On Domain Expertise

Once again I will step away from purely “programming” concepts, but this is tangent to say the least. This entry is more about theory of Data Science and one particular aspect, that is the “Domain Knowledge”.

Speaking the right language

There are discussions out there in the Project Management field, for example, about whether or not a Project Manager needs to know about the concepts of the project itself: Say in IT, a project manager should have some knowledge of IT. Again, that is subject to discussion, as the “Management” part does not imply “technical knowledge” of any sort: Risks are risks, plans are plans, costs are costs, etc.

I usually disagree, because I believe you can only be better at managing something if you understand it well. Then again, that doesn’t mean a P.M. cannot work if she doesn’t understand perfectly every detail (as one probably can’t anyway).

Alright, back to the matter at hand:

There are arguments in the Data Science field about whether or not one needs to have a more or less comprehensive profile, covering Data Engineering, Programming, Math, Presentation and all other skills related to the broad “Data Science” concept.

But when it comes to applying Data Science, there is one thing I have an opinion about: One needs Domain Knowledge. Let me show that with two (purposefully obvious and stupid) examples.

The Airport Operator

I’ve had the opportunity, while I was working at a consulting company, to work with many types of projects, in many types of clients/companies, doing many types of works.

One such client, for a short while, was an airport operator. One of the things I learnt there is that an airport is actually pretty much like a small city (btw, I worked in a PMO, not on data science or programming). But it is also very much a business: It needs money to operate.

Now let’s suppose for a minute that an “airport business” depends for whatever reasons on the flights not being delayed too much. Why not, after all: If an airport was to be known for late flights, it would probably impact the volume of travellers to chose that airport, or prefer it over railways, or any number of alternatives, right? So this is not a crazy assumption.

Note: One would possibly think more about the airline when discussing delays, but maybe the airport plays a part there. Anyhow.

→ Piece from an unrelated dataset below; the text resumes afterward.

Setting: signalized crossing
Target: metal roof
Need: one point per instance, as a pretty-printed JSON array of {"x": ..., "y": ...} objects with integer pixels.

So you get a lot of flights delays data to analyze. What I want to get to is this:

The most obvious of details count: Maybe you need to know, before you start playing around with the data, how to recognise flight codes. Maybe you need to be very aware of weather/temperatures at some point of the analysis, and then you need to know the units in the data (ºF / ºC…).

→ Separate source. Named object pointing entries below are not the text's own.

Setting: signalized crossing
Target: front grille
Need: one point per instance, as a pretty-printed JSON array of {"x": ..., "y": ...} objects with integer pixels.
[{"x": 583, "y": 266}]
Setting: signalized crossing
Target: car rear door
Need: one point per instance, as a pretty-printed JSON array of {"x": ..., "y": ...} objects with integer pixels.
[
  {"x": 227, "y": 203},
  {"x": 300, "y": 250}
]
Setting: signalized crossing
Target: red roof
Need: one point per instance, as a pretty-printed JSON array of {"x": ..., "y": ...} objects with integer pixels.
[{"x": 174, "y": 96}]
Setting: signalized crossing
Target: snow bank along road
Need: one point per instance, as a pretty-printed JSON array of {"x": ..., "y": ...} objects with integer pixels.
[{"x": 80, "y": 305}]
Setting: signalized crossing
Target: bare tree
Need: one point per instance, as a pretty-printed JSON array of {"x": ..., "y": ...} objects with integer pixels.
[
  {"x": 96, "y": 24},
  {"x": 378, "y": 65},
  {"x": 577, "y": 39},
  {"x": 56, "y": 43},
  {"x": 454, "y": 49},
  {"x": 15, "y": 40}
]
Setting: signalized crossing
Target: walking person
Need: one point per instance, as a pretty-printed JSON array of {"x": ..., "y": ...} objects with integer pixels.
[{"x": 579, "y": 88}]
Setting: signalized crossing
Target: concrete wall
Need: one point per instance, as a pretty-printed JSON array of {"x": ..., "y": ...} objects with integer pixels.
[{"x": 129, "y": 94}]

But some stuff might be more subtle:

Maybe you need to understand the assignation of “fingers” (this is the thing “allowing passengers to board and disembark without going outside and being exposed to harsh weather”, instead of going down on the Tarmac, taking a bus, spending 20 more minutes waiting, and then getting on a plane under the rain…). As it turns out, airlines companies pay for accessing certain airport gates with these “fingers” instead of others (actually, as someone explained to me, they bid for it). And maybe that’s relevant to the distribution of delays by airlines!

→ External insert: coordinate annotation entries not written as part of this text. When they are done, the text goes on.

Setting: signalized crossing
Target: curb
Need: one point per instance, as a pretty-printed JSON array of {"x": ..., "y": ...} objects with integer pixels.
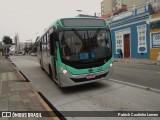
[
  {"x": 47, "y": 105},
  {"x": 137, "y": 61}
]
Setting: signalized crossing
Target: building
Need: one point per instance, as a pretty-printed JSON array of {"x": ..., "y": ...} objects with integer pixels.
[
  {"x": 130, "y": 31},
  {"x": 108, "y": 6},
  {"x": 154, "y": 35}
]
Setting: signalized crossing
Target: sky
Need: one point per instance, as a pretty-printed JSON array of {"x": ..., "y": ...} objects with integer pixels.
[{"x": 29, "y": 18}]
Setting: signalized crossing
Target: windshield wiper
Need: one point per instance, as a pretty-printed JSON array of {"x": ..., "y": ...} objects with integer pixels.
[
  {"x": 97, "y": 32},
  {"x": 77, "y": 34}
]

In other words, I believe one needs to know how an airport works, at least up to a certain level of detail, before taking on projects of data analysis for an airport operator.

Context, anyhow, is important for data analysis.

The incorrect K-Means use

Let’s come back to IT and IT Security as our “domain”.

I will present now something completely wrong, but technically feasible. This example shows how the world of “Auto Machine Learning”, in spite of being a great concept in which I believe a lot, could be potentially dangerous, if not used correctly.

So say you want to cluster data in two groups (whatever the reason, that’s the thing about clustering vs classifying, in clustering, you don’t necessarily know why one cluster actually clusters the data… Anyway).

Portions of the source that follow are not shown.